Libdrm-nvdc 32.4.2 breaks atomic modesetting non-tegra clients

Hi,

We have a non-tegra drm/kms driver that we control through atomic modesetting calls from libdrm. Because the application accesses both this driver and the tegra-udrm one, the default L4T setup is appropriate – libdrm.so.2 is symlinked to libdrm-nvdc.so (nvidia’s tegra/libdrm.so.2), and the distro’s libdrm.so.2.4.0 is called by libdrm-nvdc.so when accessing a driver other than tegra-udrm or drm-nvdc. This worked perfectly fine in releases prior to 32.4.2.

As of 32.4.2, libdrm-nvdc.so breaks this ability. The libdrm-nvdc.so library itself will flag any call to drmModeAtomicAddProperty when object ids other than ones for tegra-udrm/drm-nvdc are used. This implementation is flawed for non-tegra drivers – it should let libdrm.so.2.4.0 decide whether those object ids are valid or not, if it’s using a different driver, because the object ids will be different. After it flags these property settings, the subsequent call to drmModeAtomicCommit is rejected by libdrm-nvdc.so and never gets forwarded to libdrm.so.2.4.0.

Please confirm that this change was made, and advise on a fix or workaround. Is there a way to tell libdrm-nvdc.so to not do this checking, or to ignore the checks so calls to drmModeAtomicCommit will be forwarded on to libdrm.so.2.4.0 as they used to be?

Thanks,

Kurt

Hi Kurt,

This sounds a problem… but I am wondering what kind of usecase could hit such error?

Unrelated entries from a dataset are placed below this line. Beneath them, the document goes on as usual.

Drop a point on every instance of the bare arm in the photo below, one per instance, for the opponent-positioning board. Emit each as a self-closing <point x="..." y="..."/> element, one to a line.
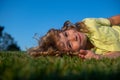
<point x="115" y="20"/>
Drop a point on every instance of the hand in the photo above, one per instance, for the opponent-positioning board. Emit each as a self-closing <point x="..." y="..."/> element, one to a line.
<point x="87" y="54"/>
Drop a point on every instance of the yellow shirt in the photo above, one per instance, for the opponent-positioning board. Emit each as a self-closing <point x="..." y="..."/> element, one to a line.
<point x="104" y="37"/>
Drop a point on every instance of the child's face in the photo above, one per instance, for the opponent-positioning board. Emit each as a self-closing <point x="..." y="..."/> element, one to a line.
<point x="71" y="40"/>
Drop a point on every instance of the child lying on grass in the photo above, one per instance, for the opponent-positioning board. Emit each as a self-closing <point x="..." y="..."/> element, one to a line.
<point x="90" y="38"/>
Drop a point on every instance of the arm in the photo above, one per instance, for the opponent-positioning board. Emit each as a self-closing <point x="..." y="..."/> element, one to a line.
<point x="87" y="54"/>
<point x="115" y="20"/>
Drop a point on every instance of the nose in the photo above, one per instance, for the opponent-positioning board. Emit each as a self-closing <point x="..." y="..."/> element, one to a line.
<point x="72" y="38"/>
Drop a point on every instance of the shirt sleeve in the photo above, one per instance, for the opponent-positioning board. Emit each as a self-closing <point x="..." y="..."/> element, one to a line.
<point x="97" y="21"/>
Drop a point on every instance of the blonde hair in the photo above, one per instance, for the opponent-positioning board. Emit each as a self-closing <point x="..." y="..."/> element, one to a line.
<point x="48" y="43"/>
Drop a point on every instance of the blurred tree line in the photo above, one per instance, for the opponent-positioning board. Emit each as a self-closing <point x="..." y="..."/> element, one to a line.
<point x="7" y="42"/>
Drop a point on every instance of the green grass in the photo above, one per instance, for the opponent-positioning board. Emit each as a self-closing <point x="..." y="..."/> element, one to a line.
<point x="20" y="66"/>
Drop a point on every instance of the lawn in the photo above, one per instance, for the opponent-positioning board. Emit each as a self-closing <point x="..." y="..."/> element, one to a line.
<point x="20" y="66"/>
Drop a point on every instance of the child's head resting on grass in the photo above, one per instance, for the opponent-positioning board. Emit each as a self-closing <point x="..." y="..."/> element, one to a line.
<point x="67" y="40"/>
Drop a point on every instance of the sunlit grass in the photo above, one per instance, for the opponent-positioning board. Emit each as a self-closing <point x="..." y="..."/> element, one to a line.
<point x="20" y="66"/>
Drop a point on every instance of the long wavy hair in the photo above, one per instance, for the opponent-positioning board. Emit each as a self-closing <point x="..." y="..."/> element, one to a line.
<point x="47" y="43"/>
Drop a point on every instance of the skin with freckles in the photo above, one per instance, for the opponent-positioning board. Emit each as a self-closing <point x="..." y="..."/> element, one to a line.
<point x="71" y="40"/>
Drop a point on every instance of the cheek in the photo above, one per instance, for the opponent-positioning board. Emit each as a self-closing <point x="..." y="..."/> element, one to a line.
<point x="76" y="46"/>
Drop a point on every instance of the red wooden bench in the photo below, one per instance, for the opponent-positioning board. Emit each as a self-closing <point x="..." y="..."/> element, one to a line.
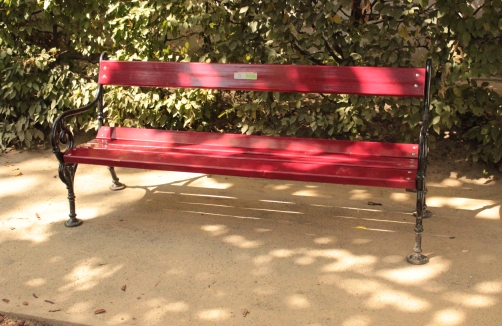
<point x="310" y="160"/>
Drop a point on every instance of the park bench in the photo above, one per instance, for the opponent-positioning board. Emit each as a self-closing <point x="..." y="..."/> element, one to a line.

The libdrm-nvdc.so library itself will flag any call to drmModeAtomicAddProperty when object ids other than ones for tegra-udrm/drm-nvdc are used

Why there would be such ids that are not used for drm-nvdc? Could you elaborate more about this part?
It would be better if you could share the example.

Hi Wayne,

We have a non-tegra drm/kms driver (for custom hardware) that we control through atomic modesetting calls from libdrm.

Kurt

Ok, so such hardware does not rely on tegra hardware(nvdisplay) and it should use libdrm from distro but after rel-32.4.2, they are all using “drmModeAtomicAddProperty” in libdrm-nvdc, right?

Correct, the application uses the atomic modesetting for both the tegra hardware and the custom hardware. The application is unchanged, and after 32.4.2, it does not work for the custom hardware anymore (it does still work for the tegra hardware). If I replace /usr/lib/aarch64-linux-gnu/tegra/libdrm.so.2 with the copy from the previous release, it works correctly again.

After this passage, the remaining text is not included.